Background: The majority of patients with chronic kidney disease (CKD) have excessive vascular calcification; however, most studies demonstrate that a subset of CKD patients do not have, nor develop, vascular calcification despite similar exposure to the uremic environment. This suggests protective mechanisms, or naturally occurring inhibitors, of calcification may be important.
Methods: In order to determine the role of three inhibitors, fetuin-A, matrix gla protein (MGP), and osteoprotegerin (OPG) in the vascular calcification observed in patients with CKD-5, we (1) measured serum levels of these inhibitors and compared the levels to calcification assessed by computed tomography (CT); (2) examined arteries from CKD-5 patients by immunostaining for these inhibitors; and (3) examined the expression and effect of these inhibitors in cultured bovine vascular smooth muscle cells (BVSMCs) incubated in serum pooled from uremic patients compared to healthy controls.
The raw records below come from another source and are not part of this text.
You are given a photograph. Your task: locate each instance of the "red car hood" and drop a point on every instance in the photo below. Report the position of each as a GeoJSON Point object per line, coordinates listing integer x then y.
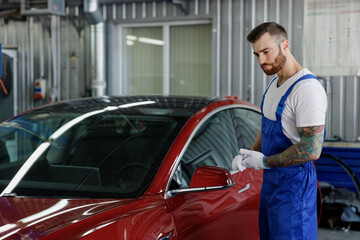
{"type": "Point", "coordinates": [33, 217]}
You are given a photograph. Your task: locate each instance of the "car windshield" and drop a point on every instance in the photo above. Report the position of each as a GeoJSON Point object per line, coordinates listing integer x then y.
{"type": "Point", "coordinates": [104, 153]}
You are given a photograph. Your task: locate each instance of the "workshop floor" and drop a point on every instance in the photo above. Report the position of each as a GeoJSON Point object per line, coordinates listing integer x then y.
{"type": "Point", "coordinates": [328, 234]}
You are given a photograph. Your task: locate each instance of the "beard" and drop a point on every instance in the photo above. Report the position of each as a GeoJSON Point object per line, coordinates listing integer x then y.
{"type": "Point", "coordinates": [276, 65]}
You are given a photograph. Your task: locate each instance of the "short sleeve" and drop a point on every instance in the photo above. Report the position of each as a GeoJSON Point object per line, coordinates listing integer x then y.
{"type": "Point", "coordinates": [310, 103]}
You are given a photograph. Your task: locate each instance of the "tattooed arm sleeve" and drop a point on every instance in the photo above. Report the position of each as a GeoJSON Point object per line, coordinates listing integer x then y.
{"type": "Point", "coordinates": [308, 149]}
Results: There was a negative correlation of coronary artery calcification scores with serum fetuin-A levels (r=-0.30, P= 0.034) and a positive association with OPG levels (r= 0.29, P= 0.045). There was increasing immunostaining for both fetuin-A and MGP in arteries with increasing calcification graded semiquantitatively (P < 0.003). In vitro, fetuin-A added to mineralizing BVSMCs inhibited mineralization (P < 0.001). Compared to normal serum, BVSMCs incubated with uremic serum had a progressive increase in MGP expression with mineralization (P < 0.001) and increased expression of OPG in BVSMCs (P < 0.04).
Conclusion: These data demonstrate that fetuin-A, OPG, and MGP play an important role in the pathogenesis of uremic vascular calcification.